Night photography allows the photographer the ability to create a wide range of creative light effects in his/her images by adjusting the three components of the Exposure Triangle – F-stop, shutter speed and ISO. There are many combinations of these three settings which will produce an accurately exposed image, but depending on the settings that are used, the effect on the light in the image will change substantially.

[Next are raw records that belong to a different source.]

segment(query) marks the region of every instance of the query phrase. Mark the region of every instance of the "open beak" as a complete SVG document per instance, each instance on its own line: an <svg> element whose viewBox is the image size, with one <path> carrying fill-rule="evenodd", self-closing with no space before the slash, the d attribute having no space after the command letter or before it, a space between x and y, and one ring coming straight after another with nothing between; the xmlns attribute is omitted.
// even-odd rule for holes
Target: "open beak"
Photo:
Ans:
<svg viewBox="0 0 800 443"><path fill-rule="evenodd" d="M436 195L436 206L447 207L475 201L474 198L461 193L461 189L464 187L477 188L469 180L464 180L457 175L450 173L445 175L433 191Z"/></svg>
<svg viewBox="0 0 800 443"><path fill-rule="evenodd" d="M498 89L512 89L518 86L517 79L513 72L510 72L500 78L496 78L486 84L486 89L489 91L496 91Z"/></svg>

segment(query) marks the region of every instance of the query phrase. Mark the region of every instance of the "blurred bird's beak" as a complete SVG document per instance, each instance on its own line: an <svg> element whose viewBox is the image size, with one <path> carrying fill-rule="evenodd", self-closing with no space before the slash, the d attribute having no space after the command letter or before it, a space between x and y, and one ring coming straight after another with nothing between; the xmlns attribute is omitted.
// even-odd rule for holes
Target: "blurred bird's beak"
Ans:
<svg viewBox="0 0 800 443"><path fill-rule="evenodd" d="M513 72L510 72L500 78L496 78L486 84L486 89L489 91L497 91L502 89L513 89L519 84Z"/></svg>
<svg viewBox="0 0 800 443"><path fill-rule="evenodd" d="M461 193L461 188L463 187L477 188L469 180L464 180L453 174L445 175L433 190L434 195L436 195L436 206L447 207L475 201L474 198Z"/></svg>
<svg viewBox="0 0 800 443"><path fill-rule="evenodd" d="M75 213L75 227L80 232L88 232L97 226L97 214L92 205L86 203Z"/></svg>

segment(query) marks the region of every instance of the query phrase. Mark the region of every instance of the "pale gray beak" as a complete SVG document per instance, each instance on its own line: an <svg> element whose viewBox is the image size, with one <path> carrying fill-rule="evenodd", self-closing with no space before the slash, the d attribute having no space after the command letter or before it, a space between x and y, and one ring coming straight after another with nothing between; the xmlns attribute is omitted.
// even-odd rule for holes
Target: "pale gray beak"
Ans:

For instance, if you want to capture a sharp image at night, then there must be no motion in the scene or you must use a shutter speed that is fast enough to “freeze” the motion. Of course, at night there is less light, so in order to create a properly exposed image, if the shutter speed has to be fast enough to freeze motion, then the F-stop and/or the ISO must be adjusted. How much of the image you want to be in focus from foreground to background (known as depth of field) will determine the F-stop that should be used. If the image is still under-exposed, then the ISO, which determines how light or dark your image will be, needs to be adjusted. While higher ISO settings introduce “digital noise” into the image, there are many software packages available that will remove the digital noise but preserve the sharpness of the image. In the image above, light from the Capital Wheel at National Harbor is reflected in the Potomac River. (Settings used: F-stop 6.3, 1/50 sec, ISO 800)

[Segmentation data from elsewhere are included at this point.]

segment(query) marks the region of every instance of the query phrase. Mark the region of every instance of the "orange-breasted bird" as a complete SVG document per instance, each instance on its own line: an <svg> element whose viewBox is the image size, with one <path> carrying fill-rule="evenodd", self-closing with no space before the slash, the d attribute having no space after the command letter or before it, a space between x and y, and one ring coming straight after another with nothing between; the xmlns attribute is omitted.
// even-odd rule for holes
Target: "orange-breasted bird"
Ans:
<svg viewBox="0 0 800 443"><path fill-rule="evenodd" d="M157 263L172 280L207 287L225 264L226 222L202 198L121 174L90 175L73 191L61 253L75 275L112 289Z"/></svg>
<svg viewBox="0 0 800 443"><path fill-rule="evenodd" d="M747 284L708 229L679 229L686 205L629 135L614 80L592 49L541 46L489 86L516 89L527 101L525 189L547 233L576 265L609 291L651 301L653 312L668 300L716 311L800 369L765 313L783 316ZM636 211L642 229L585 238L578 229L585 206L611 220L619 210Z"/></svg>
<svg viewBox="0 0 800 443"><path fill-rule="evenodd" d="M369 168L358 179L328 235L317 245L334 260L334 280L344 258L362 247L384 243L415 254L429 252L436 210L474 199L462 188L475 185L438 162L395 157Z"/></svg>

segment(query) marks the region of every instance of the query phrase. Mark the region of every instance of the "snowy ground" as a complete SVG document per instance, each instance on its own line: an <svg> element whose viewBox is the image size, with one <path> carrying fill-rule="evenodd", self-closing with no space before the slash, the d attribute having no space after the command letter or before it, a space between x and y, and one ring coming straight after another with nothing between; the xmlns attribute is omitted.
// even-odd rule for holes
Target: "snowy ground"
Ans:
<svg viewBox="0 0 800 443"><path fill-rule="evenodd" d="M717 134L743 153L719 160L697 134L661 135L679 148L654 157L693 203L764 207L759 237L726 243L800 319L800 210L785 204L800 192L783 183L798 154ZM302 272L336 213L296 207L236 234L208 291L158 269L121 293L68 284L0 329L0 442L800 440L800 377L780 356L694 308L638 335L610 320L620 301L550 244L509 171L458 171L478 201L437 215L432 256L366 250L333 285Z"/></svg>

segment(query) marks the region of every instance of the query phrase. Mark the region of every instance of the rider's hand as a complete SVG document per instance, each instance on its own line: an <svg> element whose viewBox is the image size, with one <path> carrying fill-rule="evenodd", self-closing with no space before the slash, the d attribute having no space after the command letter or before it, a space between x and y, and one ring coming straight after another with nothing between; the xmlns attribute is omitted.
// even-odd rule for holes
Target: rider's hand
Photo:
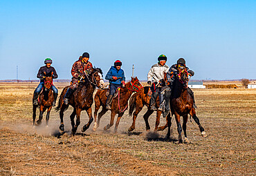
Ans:
<svg viewBox="0 0 256 176"><path fill-rule="evenodd" d="M122 84L122 86L125 86L125 81L122 81L121 83Z"/></svg>
<svg viewBox="0 0 256 176"><path fill-rule="evenodd" d="M116 79L118 79L118 77L113 77L113 79L116 81Z"/></svg>

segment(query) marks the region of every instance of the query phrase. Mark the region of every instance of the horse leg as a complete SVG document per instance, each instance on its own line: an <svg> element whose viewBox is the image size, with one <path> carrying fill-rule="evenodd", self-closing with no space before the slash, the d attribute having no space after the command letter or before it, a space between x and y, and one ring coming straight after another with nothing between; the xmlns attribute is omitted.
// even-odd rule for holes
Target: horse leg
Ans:
<svg viewBox="0 0 256 176"><path fill-rule="evenodd" d="M158 126L160 124L160 117L161 116L162 112L161 110L156 111L156 126L155 129L154 130L154 132L157 131L158 128Z"/></svg>
<svg viewBox="0 0 256 176"><path fill-rule="evenodd" d="M187 122L188 119L188 115L183 115L183 124L182 125L182 128L183 129L185 136L184 143L188 142L188 139L187 137Z"/></svg>
<svg viewBox="0 0 256 176"><path fill-rule="evenodd" d="M133 131L135 129L135 121L136 121L138 114L141 111L142 109L143 108L141 107L136 107L136 109L133 115L132 124L130 128L129 128L128 131Z"/></svg>
<svg viewBox="0 0 256 176"><path fill-rule="evenodd" d="M168 117L169 116L169 117ZM170 113L166 116L166 124L164 126L160 126L157 128L157 130L164 130L167 126L168 123L170 123L170 126L172 126L172 117Z"/></svg>
<svg viewBox="0 0 256 176"><path fill-rule="evenodd" d="M37 113L37 105L33 105L33 128L35 128L35 117L36 117L36 113Z"/></svg>
<svg viewBox="0 0 256 176"><path fill-rule="evenodd" d="M167 126L168 127L168 131L167 131L167 139L170 139L170 136L171 135L171 126L172 126L172 117L170 115L170 114L169 114L167 117L166 117L166 124L165 125L165 126ZM166 128L166 127L165 127Z"/></svg>
<svg viewBox="0 0 256 176"><path fill-rule="evenodd" d="M207 137L206 133L204 131L204 128L203 128L203 126L200 124L199 119L196 115L196 111L194 110L194 108L192 109L192 113L190 115L192 117L194 121L199 126L199 129L200 129L200 132L201 132L202 136L204 137Z"/></svg>
<svg viewBox="0 0 256 176"><path fill-rule="evenodd" d="M75 115L76 115L76 110L75 110L75 108L74 108L73 109L72 114L70 115L70 120L71 121L72 130L73 130L73 129L74 128L74 126L75 126L75 121L74 121L74 119L75 119Z"/></svg>
<svg viewBox="0 0 256 176"><path fill-rule="evenodd" d="M145 123L146 124L146 130L147 131L150 130L150 126L149 124L149 117L153 113L154 113L154 110L148 108L146 113L143 115L144 121L145 121Z"/></svg>
<svg viewBox="0 0 256 176"><path fill-rule="evenodd" d="M113 110L111 110L111 119L110 119L110 124L107 124L105 127L104 127L104 130L107 130L109 129L113 124L113 119L115 119L116 113Z"/></svg>
<svg viewBox="0 0 256 176"><path fill-rule="evenodd" d="M120 119L122 118L122 116L123 115L123 114L124 113L118 114L118 119L116 119L116 121L115 133L118 133L119 121L120 121Z"/></svg>
<svg viewBox="0 0 256 176"><path fill-rule="evenodd" d="M94 124L94 126L93 129L94 131L95 131L98 127L99 127L100 119L107 113L107 111L108 111L108 110L106 109L105 107L102 107L102 110L100 112L99 115L98 115L97 122L96 122L96 119L95 119L95 124Z"/></svg>
<svg viewBox="0 0 256 176"><path fill-rule="evenodd" d="M37 124L38 126L41 125L41 124L42 124L42 119L43 119L43 114L44 114L44 111L45 111L45 108L44 107L44 106L40 105L40 107L39 107L39 119L37 120Z"/></svg>
<svg viewBox="0 0 256 176"><path fill-rule="evenodd" d="M60 110L60 126L59 127L60 133L62 133L64 130L64 121L63 121L63 116L64 116L64 112L65 110L66 105L65 104L62 104L62 108Z"/></svg>
<svg viewBox="0 0 256 176"><path fill-rule="evenodd" d="M76 114L76 121L75 125L72 128L72 134L74 135L77 130L78 126L80 124L80 115L82 110L79 108L75 108L75 114Z"/></svg>
<svg viewBox="0 0 256 176"><path fill-rule="evenodd" d="M93 111L91 110L91 108L86 110L87 115L89 116L89 121L87 124L84 125L82 129L82 132L86 131L89 127L91 124L91 122L93 121Z"/></svg>
<svg viewBox="0 0 256 176"><path fill-rule="evenodd" d="M175 119L176 123L177 124L177 129L178 129L178 133L179 133L179 144L182 144L182 137L181 137L181 116L178 115L176 113L175 113Z"/></svg>
<svg viewBox="0 0 256 176"><path fill-rule="evenodd" d="M48 109L47 109L47 114L46 114L46 126L48 127L49 124L49 119L50 119L50 112L51 110L52 109L52 106L51 106Z"/></svg>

Capital wheel - fast shutter speed Capital Wheel - slow shutter speed

To create motion in an image, you need to use a slower shutter speed. Again, how much of the image you want to be in focus from foreground to background will determine the F-stop that should be used. And last, a low(er) ISO should be used, so that the shutter speed can be adjusted to control the motion of the light in the image. The longer the shutter speed, the more motion; the shorter the shutter speed, the less motion. In the image above on the left, there is less motion; the following settings were used: F-13, 1/6 sec, ISO 640. In the image on the right, there is more motion; the following settings were used: F-20, 5 sec, ISO 100.

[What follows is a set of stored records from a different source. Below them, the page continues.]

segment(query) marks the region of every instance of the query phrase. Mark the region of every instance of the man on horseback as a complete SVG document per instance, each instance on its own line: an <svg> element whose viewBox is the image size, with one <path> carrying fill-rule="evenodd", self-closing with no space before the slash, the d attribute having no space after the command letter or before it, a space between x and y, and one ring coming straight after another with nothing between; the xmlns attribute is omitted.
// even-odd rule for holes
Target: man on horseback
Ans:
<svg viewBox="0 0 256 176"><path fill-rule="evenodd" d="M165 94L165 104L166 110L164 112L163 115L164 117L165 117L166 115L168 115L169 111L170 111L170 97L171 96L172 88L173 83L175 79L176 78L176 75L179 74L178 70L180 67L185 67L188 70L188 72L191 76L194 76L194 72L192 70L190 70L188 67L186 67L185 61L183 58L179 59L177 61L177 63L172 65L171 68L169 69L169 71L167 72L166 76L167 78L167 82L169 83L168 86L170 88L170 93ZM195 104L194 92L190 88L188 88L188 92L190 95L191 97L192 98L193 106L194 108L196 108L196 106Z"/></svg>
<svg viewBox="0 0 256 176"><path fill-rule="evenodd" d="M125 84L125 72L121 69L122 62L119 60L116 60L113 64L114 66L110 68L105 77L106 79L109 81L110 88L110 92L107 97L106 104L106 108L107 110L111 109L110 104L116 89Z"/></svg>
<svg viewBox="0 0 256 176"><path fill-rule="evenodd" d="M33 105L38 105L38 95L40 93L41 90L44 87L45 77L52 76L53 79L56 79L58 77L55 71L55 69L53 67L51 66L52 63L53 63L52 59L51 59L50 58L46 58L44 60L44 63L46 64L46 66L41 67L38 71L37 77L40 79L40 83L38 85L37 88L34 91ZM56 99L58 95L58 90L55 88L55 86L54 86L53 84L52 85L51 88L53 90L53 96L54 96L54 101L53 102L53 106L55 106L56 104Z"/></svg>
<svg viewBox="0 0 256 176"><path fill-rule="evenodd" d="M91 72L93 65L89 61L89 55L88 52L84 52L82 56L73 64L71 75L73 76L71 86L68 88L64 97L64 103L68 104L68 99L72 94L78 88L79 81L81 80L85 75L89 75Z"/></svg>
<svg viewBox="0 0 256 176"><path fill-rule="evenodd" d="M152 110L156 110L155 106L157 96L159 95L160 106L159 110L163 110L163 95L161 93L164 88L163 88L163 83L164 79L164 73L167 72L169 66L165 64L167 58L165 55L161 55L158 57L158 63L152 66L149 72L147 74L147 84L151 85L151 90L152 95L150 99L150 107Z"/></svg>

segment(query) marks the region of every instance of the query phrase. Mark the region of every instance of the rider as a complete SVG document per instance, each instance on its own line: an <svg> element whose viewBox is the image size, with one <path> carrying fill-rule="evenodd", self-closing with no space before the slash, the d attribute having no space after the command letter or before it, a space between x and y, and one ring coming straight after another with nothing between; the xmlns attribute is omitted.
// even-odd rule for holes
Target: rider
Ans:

Christmas at National Harbor

Last, to stop motion in one area of the image and create motion in another, you must use a shutter speed that will (obviously) accomplish both! In this image that captures both the motion of the fireworks while stopping the motion on the LED Christmas tree, the following settings were used: F-8, 1 sec, ISO 800. Capturing this image required knowledge of settings used to photograph fireworks plus knowledge of settings that would stop the motion of the LED lights on the Christmas Tree. No doubt, finding the closest settings that will achieve both effects in the same image requires experimentation! Timing of the fireworks bursts is also critical. The Capital Wheel was not spinning during the fireworks show, or that would have added another variable!

(Please note that a sturdy tripod and a remote release are needed to create these types of images.)